She was on a John MacArthur kick for a while a few months ago. She had me downloading his sermons for her, burning her CDs every night. And then when she was done with the CDs, she'd bitch to me about how he was wrong about things. So I told her to write him a letter and point out these things. She originally told me no. But she wouldn't stop bitching, so I told her to stop bitching to me and fucking do something about it.

So she wrote a letter, and got a letter back that was obviously written by a secretary.

She's complained about how the local churches aren't churches, but community gossip halls, and how she wants to do this or do that and 'help' get them 'on the right path again.' So I suggest that she do something, and she says, "No, I don't want to draw attention to myself."

THEN STOP YOUR FUCKING BITCHING!

Gah! Yes, there are some things I'm tired of from her, but at least I do my bitching here, where people can choose whether or not to read it, rather than out loud in front of people who have to be DEAF in order to not hear it!

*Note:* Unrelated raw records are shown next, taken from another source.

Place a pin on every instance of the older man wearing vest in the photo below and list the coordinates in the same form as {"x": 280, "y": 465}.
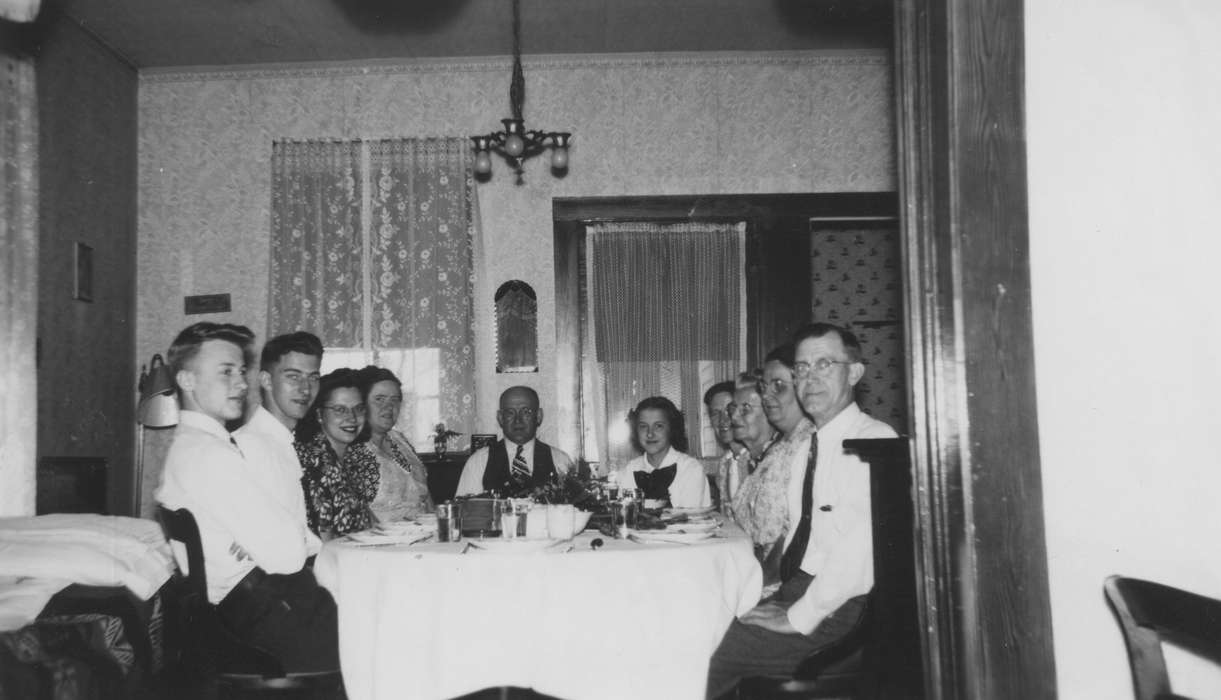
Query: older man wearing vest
{"x": 518, "y": 463}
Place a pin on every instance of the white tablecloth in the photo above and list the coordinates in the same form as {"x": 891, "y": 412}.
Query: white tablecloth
{"x": 625, "y": 621}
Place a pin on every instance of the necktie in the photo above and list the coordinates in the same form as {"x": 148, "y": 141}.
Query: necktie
{"x": 791, "y": 558}
{"x": 520, "y": 469}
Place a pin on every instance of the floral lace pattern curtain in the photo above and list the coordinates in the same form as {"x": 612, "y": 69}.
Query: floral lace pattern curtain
{"x": 18, "y": 282}
{"x": 371, "y": 251}
{"x": 666, "y": 318}
{"x": 424, "y": 213}
{"x": 316, "y": 280}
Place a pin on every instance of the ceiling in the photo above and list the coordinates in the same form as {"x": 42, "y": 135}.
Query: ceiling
{"x": 178, "y": 33}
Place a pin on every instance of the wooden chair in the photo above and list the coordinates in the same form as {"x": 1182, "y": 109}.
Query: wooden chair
{"x": 880, "y": 657}
{"x": 1153, "y": 613}
{"x": 206, "y": 646}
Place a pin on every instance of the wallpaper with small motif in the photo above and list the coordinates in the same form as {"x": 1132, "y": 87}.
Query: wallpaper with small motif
{"x": 856, "y": 284}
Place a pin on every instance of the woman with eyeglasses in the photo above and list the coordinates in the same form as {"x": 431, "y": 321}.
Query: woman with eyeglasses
{"x": 761, "y": 506}
{"x": 403, "y": 481}
{"x": 338, "y": 469}
{"x": 749, "y": 428}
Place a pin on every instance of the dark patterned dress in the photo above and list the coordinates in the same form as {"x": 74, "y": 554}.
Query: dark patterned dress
{"x": 337, "y": 491}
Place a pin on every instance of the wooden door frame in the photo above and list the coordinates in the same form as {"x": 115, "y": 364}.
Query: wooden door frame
{"x": 961, "y": 155}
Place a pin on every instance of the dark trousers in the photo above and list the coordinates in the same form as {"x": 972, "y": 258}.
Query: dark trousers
{"x": 287, "y": 615}
{"x": 749, "y": 650}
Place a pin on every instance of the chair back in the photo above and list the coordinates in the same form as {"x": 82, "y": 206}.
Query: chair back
{"x": 893, "y": 652}
{"x": 180, "y": 525}
{"x": 1152, "y": 613}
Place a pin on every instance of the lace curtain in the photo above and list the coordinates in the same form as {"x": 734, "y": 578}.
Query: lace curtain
{"x": 18, "y": 284}
{"x": 371, "y": 249}
{"x": 667, "y": 318}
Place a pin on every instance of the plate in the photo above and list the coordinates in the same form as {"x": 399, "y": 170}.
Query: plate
{"x": 513, "y": 546}
{"x": 375, "y": 538}
{"x": 701, "y": 527}
{"x": 702, "y": 511}
{"x": 670, "y": 538}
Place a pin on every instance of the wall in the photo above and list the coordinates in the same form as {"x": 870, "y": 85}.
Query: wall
{"x": 1122, "y": 104}
{"x": 668, "y": 123}
{"x": 86, "y": 376}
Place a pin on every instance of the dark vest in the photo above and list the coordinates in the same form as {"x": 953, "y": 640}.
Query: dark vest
{"x": 496, "y": 475}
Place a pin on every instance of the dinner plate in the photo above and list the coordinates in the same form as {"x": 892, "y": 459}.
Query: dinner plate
{"x": 376, "y": 538}
{"x": 690, "y": 511}
{"x": 513, "y": 546}
{"x": 692, "y": 527}
{"x": 672, "y": 538}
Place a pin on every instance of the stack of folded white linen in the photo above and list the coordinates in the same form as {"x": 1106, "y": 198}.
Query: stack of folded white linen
{"x": 42, "y": 555}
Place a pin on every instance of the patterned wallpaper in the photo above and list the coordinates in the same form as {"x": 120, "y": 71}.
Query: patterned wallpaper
{"x": 658, "y": 123}
{"x": 856, "y": 282}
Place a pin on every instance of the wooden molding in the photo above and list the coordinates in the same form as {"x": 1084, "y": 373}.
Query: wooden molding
{"x": 962, "y": 189}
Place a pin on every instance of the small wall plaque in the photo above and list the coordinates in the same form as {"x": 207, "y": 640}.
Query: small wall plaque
{"x": 82, "y": 260}
{"x": 206, "y": 304}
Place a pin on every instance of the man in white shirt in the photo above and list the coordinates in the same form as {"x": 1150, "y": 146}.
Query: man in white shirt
{"x": 728, "y": 470}
{"x": 254, "y": 546}
{"x": 288, "y": 379}
{"x": 827, "y": 567}
{"x": 518, "y": 463}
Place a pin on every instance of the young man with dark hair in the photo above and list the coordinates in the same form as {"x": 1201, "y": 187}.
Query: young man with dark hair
{"x": 288, "y": 380}
{"x": 254, "y": 547}
{"x": 827, "y": 562}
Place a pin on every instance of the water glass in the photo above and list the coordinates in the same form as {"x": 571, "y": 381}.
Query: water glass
{"x": 448, "y": 523}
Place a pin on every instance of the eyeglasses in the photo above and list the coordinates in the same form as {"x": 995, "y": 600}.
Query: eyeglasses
{"x": 740, "y": 408}
{"x": 821, "y": 367}
{"x": 509, "y": 414}
{"x": 347, "y": 412}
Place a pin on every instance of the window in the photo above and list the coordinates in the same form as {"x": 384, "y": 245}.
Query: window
{"x": 371, "y": 251}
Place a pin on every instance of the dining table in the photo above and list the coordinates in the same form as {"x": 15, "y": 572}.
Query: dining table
{"x": 591, "y": 617}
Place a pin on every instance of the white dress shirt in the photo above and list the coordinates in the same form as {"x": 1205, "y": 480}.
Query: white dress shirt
{"x": 269, "y": 448}
{"x": 840, "y": 550}
{"x": 690, "y": 485}
{"x": 471, "y": 480}
{"x": 241, "y": 523}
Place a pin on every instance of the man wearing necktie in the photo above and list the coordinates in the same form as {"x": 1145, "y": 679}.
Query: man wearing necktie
{"x": 519, "y": 463}
{"x": 827, "y": 567}
{"x": 254, "y": 544}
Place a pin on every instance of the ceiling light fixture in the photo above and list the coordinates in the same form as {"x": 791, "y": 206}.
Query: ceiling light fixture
{"x": 514, "y": 143}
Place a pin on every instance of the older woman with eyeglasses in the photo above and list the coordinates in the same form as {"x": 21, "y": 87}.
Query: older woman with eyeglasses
{"x": 403, "y": 481}
{"x": 761, "y": 505}
{"x": 338, "y": 470}
{"x": 749, "y": 428}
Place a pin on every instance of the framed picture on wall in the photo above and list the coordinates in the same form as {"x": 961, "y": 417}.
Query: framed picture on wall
{"x": 82, "y": 263}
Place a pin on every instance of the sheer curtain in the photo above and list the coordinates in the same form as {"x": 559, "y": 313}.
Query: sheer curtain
{"x": 18, "y": 284}
{"x": 371, "y": 249}
{"x": 667, "y": 317}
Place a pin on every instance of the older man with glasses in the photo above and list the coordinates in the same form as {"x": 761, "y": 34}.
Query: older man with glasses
{"x": 827, "y": 562}
{"x": 519, "y": 463}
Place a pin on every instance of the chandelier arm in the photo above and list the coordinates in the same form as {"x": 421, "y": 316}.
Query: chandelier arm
{"x": 518, "y": 84}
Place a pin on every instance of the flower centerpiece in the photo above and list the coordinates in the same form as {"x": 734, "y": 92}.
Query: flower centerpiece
{"x": 569, "y": 488}
{"x": 441, "y": 437}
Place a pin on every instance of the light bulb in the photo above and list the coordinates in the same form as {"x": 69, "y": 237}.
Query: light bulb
{"x": 514, "y": 145}
{"x": 482, "y": 163}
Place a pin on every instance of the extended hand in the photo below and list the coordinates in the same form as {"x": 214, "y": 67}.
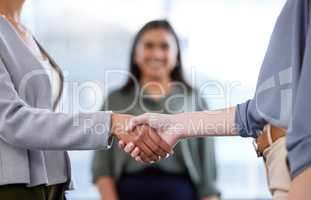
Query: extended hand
{"x": 152, "y": 147}
{"x": 169, "y": 127}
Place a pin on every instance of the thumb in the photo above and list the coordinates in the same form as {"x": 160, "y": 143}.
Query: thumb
{"x": 136, "y": 121}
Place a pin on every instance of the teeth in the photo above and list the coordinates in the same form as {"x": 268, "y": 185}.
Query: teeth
{"x": 155, "y": 63}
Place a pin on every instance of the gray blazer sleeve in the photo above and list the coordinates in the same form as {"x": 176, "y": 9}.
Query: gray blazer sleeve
{"x": 207, "y": 156}
{"x": 103, "y": 161}
{"x": 39, "y": 129}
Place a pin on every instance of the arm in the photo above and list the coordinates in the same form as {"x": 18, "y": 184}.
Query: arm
{"x": 208, "y": 189}
{"x": 107, "y": 188}
{"x": 40, "y": 129}
{"x": 102, "y": 173}
{"x": 33, "y": 128}
{"x": 188, "y": 125}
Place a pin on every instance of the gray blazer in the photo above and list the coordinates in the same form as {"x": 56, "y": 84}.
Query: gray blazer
{"x": 29, "y": 129}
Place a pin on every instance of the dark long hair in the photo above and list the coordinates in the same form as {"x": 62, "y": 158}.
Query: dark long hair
{"x": 176, "y": 74}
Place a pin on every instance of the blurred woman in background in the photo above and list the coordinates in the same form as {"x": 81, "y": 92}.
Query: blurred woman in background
{"x": 190, "y": 173}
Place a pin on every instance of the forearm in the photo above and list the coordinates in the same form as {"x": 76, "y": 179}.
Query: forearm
{"x": 107, "y": 188}
{"x": 207, "y": 123}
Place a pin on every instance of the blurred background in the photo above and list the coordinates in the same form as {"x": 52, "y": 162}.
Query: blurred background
{"x": 223, "y": 43}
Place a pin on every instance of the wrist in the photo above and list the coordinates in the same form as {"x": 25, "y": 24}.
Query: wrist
{"x": 178, "y": 120}
{"x": 118, "y": 124}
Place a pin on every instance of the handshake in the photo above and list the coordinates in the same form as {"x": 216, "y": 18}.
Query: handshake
{"x": 149, "y": 137}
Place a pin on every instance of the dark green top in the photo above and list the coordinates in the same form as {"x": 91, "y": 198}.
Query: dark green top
{"x": 195, "y": 157}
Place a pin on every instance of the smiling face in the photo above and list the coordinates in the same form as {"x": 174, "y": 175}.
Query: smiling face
{"x": 156, "y": 54}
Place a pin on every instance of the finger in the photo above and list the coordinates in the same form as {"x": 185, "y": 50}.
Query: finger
{"x": 129, "y": 148}
{"x": 121, "y": 145}
{"x": 135, "y": 121}
{"x": 164, "y": 147}
{"x": 135, "y": 152}
{"x": 144, "y": 158}
{"x": 138, "y": 159}
{"x": 144, "y": 148}
{"x": 150, "y": 143}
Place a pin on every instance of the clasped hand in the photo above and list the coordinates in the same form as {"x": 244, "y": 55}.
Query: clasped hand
{"x": 148, "y": 137}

Speaking of things I'm tired of from her: PICKING UP THE SLACK.

I understand she wants to get me out of my room, but my room is my safe zone. I will utterly SNAP if I'm not allowed to spend time in it, on my computer. I will be more crazy than normal.

I understand she wants me to get up and help around the house. However, the worst way to do this is to have me finish her shit. For instance, her favorite is to start the dishes, and then have absolutely nothing to do for the rest of whatever other than reading, but she wants me to finish her shit. She started the dishes, she should fucking finish them.

What happens if I try that? I get bitched at for not finishing the dishes. I fill up the sink, get sidetracked, and the dishes stay in the sink overnight? I get bitched at. She does the same thing? It's suddenly MY responsibility to do them.

Then there's cooking. Since her heart attack she's been on a health food kick, cooking up all these veggie-heavy "exotic" dishes. And being unable to manage her time as well. For instance, yesterday, I'm pretty sure she waited til I was awake before starting her recipe. Something that would have taken her a couple hours to do, and could have been finished by the time she had to watch the kids at 3:30pm, when she'd been awake since 6:00am reading. Reading.

I swear. Does Dizzles have to choke a bitch?